Scientific American, November 25, 1905, page 427:
This advertisement for the Electro Importing Company's new radio transmitting-and-receiving package, the "Telimco Wireless Telegraph Outfit", ("Guaranteed to work up to one mile"), first appeared in Scientific American magazine on November 25, 1905, and then began running weekly starting two weeks later. The Telimco system included a battery-operated spark transmitter, shown on the left, plus a tapping-coherer receiver, also battery operated, shown on the right. (The use of a spark transmitter and tapping-coherer receiver meant it could only be used to send and receive telegraphic dots-and-dashes, and not full audio.) This small ad--which measured just 2-1/4 inches wide by 1-1/8 inches high (60 by 28 millimeters)--appeared on the back pages of the magazine, mixed in with the advertisements for sundry offering by numerous other small firms. It is generally believed that this was the first-ever advertisement run by a company selling complete radio systems to the general public.
Hugo Gernsback later reported that some people were so suspicious whether the Telimco Outfits could really be sold so cheaply, that the New York City police department sent over an officer to check things out and make sure the ads weren't really some sort of scam.
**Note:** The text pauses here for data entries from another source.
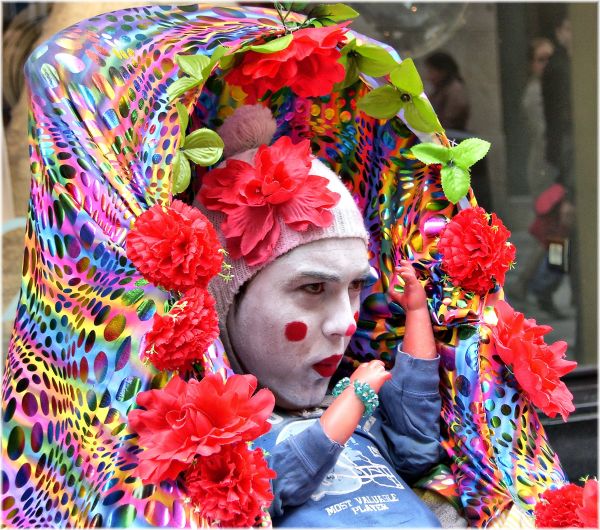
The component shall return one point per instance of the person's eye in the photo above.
(357, 285)
(313, 288)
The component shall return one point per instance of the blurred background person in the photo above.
(538, 175)
(447, 91)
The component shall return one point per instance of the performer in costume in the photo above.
(105, 135)
(288, 319)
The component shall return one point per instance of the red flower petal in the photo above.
(475, 252)
(231, 487)
(309, 65)
(279, 190)
(536, 365)
(176, 247)
(215, 413)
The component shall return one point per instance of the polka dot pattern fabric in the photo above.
(102, 138)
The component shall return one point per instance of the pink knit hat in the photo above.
(233, 198)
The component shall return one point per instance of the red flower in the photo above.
(476, 253)
(231, 487)
(558, 508)
(176, 247)
(183, 335)
(309, 65)
(537, 366)
(186, 419)
(257, 200)
(588, 513)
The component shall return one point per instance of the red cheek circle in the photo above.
(295, 331)
(351, 329)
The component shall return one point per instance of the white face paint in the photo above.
(293, 323)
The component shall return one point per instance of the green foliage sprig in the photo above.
(404, 93)
(203, 147)
(456, 162)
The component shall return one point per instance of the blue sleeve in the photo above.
(301, 463)
(410, 415)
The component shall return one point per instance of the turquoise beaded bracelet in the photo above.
(363, 391)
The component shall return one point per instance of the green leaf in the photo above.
(227, 61)
(183, 120)
(455, 183)
(131, 297)
(469, 151)
(203, 147)
(181, 86)
(419, 114)
(193, 65)
(275, 45)
(406, 78)
(181, 173)
(335, 12)
(350, 64)
(146, 310)
(430, 153)
(215, 57)
(383, 102)
(374, 60)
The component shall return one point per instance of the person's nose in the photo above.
(340, 319)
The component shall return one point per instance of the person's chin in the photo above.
(307, 398)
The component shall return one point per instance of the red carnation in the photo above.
(557, 508)
(257, 199)
(588, 513)
(183, 335)
(537, 366)
(475, 250)
(231, 488)
(196, 418)
(309, 65)
(175, 247)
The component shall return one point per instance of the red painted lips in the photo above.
(327, 367)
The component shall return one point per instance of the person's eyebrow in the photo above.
(324, 276)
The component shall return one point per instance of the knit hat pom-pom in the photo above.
(247, 128)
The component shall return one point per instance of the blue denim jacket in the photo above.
(364, 483)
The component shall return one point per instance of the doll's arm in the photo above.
(410, 402)
(344, 414)
(418, 335)
(302, 461)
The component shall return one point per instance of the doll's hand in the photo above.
(411, 295)
(373, 373)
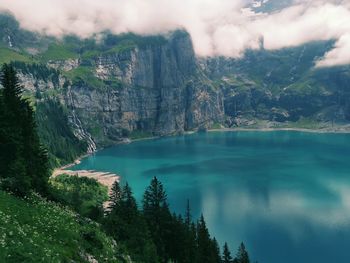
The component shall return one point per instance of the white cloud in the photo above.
(220, 27)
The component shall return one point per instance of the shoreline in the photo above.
(107, 178)
(339, 129)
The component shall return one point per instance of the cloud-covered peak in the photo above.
(218, 28)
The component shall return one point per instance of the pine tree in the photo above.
(215, 251)
(13, 172)
(127, 225)
(114, 197)
(226, 256)
(23, 161)
(158, 217)
(188, 216)
(204, 245)
(242, 255)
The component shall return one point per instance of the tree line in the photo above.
(23, 160)
(150, 234)
(154, 234)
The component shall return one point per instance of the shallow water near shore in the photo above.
(286, 194)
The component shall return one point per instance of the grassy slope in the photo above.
(58, 52)
(35, 230)
(7, 55)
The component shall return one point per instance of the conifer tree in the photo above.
(242, 255)
(23, 160)
(215, 251)
(226, 255)
(114, 197)
(204, 245)
(158, 217)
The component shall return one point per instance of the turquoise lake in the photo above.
(285, 194)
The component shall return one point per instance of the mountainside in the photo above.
(130, 86)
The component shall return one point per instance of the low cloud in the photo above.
(221, 27)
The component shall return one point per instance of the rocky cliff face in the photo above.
(161, 92)
(157, 89)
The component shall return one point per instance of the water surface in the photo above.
(285, 194)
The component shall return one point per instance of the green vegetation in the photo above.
(162, 236)
(58, 51)
(137, 134)
(36, 230)
(85, 74)
(23, 160)
(63, 146)
(38, 71)
(8, 55)
(84, 195)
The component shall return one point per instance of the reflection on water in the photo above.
(285, 194)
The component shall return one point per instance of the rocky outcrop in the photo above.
(161, 92)
(154, 89)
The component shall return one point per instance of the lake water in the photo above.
(285, 194)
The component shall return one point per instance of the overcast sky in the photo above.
(217, 27)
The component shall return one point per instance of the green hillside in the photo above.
(36, 230)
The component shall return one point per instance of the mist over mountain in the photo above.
(217, 28)
(129, 85)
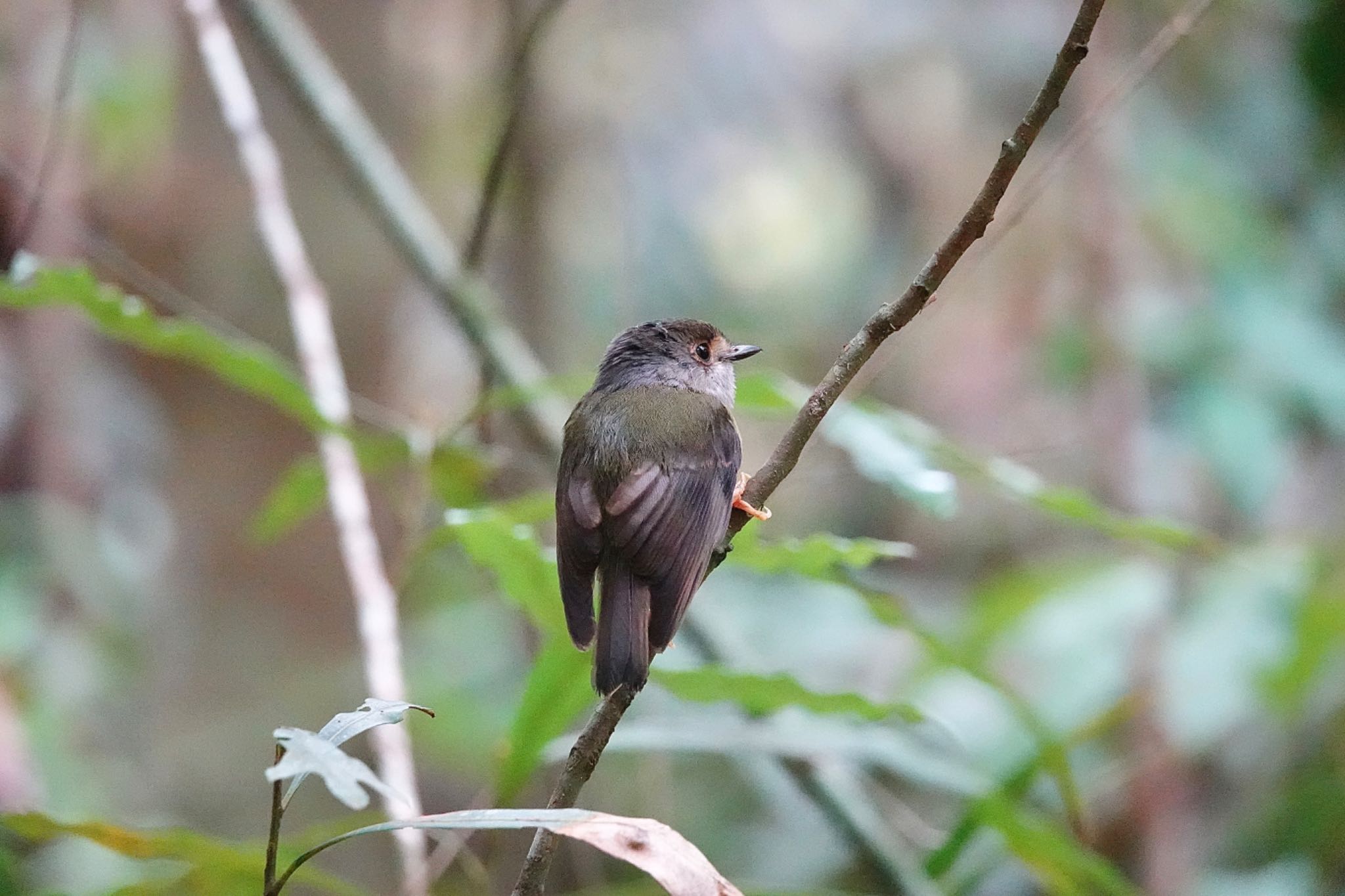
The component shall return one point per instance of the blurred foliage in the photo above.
(1116, 473)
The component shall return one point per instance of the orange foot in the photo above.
(764, 513)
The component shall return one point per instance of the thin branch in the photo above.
(405, 218)
(583, 759)
(888, 320)
(314, 81)
(892, 316)
(517, 91)
(1083, 131)
(277, 811)
(50, 152)
(310, 310)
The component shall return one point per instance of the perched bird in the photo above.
(649, 476)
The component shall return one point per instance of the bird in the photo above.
(649, 476)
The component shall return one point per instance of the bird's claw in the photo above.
(764, 513)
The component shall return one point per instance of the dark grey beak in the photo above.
(739, 352)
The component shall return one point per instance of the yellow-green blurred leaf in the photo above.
(762, 695)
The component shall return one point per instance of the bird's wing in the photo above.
(579, 543)
(666, 516)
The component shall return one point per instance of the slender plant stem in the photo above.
(50, 152)
(893, 316)
(1083, 131)
(516, 92)
(579, 767)
(277, 811)
(386, 190)
(889, 319)
(310, 310)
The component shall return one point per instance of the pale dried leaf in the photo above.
(345, 726)
(650, 845)
(310, 754)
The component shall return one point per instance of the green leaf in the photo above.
(1320, 631)
(525, 568)
(650, 845)
(764, 394)
(762, 695)
(458, 475)
(817, 555)
(919, 463)
(218, 865)
(345, 726)
(298, 495)
(888, 448)
(1063, 864)
(125, 319)
(1015, 788)
(1052, 754)
(556, 692)
(301, 489)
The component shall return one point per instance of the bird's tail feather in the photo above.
(623, 630)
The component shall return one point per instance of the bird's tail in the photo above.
(623, 630)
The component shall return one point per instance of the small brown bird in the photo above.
(649, 476)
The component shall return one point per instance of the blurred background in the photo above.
(1114, 444)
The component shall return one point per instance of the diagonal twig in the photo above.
(516, 91)
(310, 310)
(889, 319)
(404, 215)
(373, 168)
(1083, 131)
(49, 155)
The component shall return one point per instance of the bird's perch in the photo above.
(889, 319)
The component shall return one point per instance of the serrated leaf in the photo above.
(125, 319)
(219, 864)
(817, 555)
(345, 726)
(309, 754)
(762, 695)
(556, 692)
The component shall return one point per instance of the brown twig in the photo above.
(579, 767)
(386, 190)
(888, 320)
(1091, 121)
(50, 152)
(517, 91)
(311, 320)
(892, 316)
(277, 811)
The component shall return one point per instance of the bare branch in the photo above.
(1181, 24)
(517, 93)
(888, 320)
(892, 316)
(583, 759)
(409, 223)
(50, 152)
(310, 312)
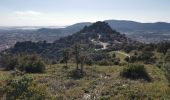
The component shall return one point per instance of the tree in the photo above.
(66, 56)
(77, 53)
(82, 60)
(167, 56)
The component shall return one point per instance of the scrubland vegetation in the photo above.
(69, 70)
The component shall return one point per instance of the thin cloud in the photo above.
(28, 13)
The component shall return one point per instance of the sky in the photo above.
(66, 12)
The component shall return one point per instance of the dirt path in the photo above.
(123, 53)
(104, 44)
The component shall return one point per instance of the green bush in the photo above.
(9, 62)
(134, 71)
(31, 64)
(166, 69)
(25, 89)
(105, 63)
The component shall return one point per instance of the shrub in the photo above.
(134, 71)
(9, 62)
(31, 64)
(24, 89)
(166, 69)
(105, 63)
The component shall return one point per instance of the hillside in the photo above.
(96, 63)
(96, 37)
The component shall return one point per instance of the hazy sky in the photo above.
(65, 12)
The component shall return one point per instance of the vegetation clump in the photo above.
(24, 89)
(26, 63)
(135, 71)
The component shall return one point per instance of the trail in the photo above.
(104, 44)
(123, 53)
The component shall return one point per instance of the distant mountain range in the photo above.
(143, 32)
(98, 36)
(124, 26)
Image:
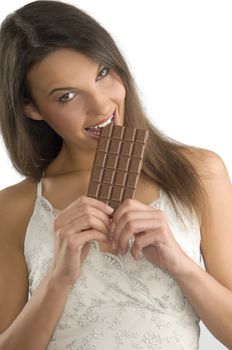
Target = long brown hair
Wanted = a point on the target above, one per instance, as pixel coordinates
(27, 36)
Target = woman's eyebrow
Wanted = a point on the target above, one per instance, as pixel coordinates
(61, 89)
(69, 87)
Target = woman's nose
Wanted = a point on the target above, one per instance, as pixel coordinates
(98, 104)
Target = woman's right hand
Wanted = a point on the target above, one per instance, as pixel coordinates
(84, 220)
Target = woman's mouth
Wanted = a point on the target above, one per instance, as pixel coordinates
(95, 130)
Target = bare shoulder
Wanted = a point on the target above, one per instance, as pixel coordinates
(16, 207)
(208, 164)
(216, 225)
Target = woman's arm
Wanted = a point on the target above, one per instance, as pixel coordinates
(23, 325)
(210, 293)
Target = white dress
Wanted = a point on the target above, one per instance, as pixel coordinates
(117, 302)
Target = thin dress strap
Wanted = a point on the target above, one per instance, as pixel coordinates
(40, 186)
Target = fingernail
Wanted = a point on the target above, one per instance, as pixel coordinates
(112, 227)
(138, 255)
(109, 209)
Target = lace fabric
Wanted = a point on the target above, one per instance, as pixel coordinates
(117, 302)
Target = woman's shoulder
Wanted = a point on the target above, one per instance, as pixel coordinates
(16, 208)
(206, 162)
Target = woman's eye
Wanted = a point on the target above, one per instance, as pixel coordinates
(67, 97)
(105, 70)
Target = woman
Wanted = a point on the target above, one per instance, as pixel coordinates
(133, 282)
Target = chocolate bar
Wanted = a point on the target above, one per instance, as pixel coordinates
(117, 164)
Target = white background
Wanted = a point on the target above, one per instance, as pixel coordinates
(180, 55)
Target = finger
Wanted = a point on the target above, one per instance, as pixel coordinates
(84, 200)
(129, 205)
(132, 227)
(75, 213)
(128, 218)
(82, 224)
(151, 238)
(75, 242)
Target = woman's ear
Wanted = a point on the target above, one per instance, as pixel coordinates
(31, 111)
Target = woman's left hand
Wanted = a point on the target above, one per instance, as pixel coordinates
(151, 233)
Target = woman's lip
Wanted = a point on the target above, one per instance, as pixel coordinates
(103, 121)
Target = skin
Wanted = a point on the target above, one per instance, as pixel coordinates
(85, 219)
(93, 97)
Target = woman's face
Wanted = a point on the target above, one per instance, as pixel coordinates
(72, 92)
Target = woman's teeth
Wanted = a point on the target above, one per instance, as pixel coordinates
(102, 125)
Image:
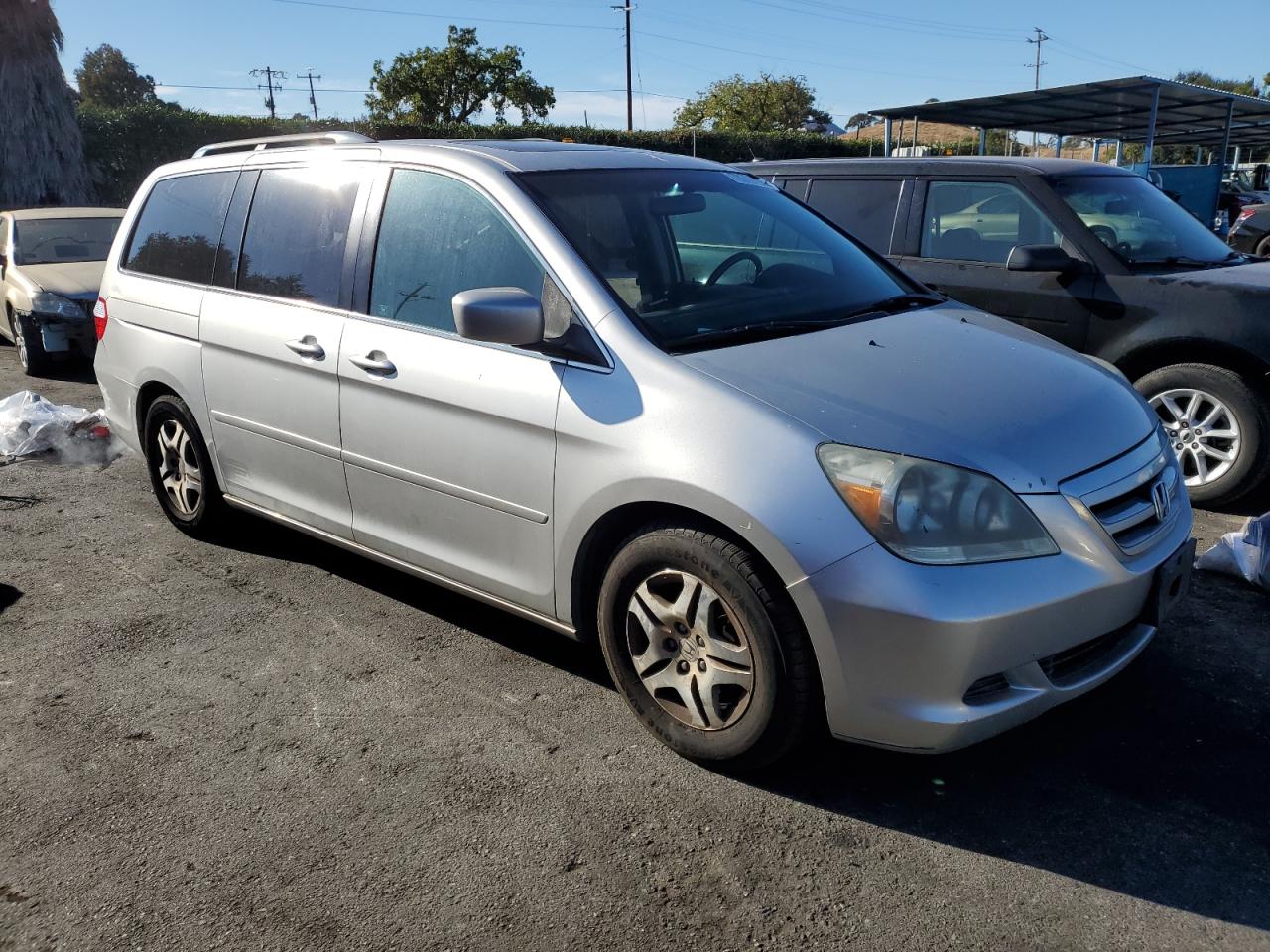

Also, at some point, Gernsback appears to have forgotten the exact date on which the first Telimco advertisement appeared. The Electro Importing catalogs from the mid-teens state that the ads premiered in Scientific American in November, 1905. However, in a special issue of Radio Craft published in March, 1938, Gernsback gave the date as January 13, 1906, and even included a picture of the January 13, 1906 ad, which is slightly different from the actual first ad that appeared six weeks earlier.
The Telimco brand name was a contraction of The Electro Importing Co. In addition to Telimco Wireless Telegraph Outfits, you could also buy Telimco Experimental X-Ray Outfits, Telimco-meters, Telimphones, etc.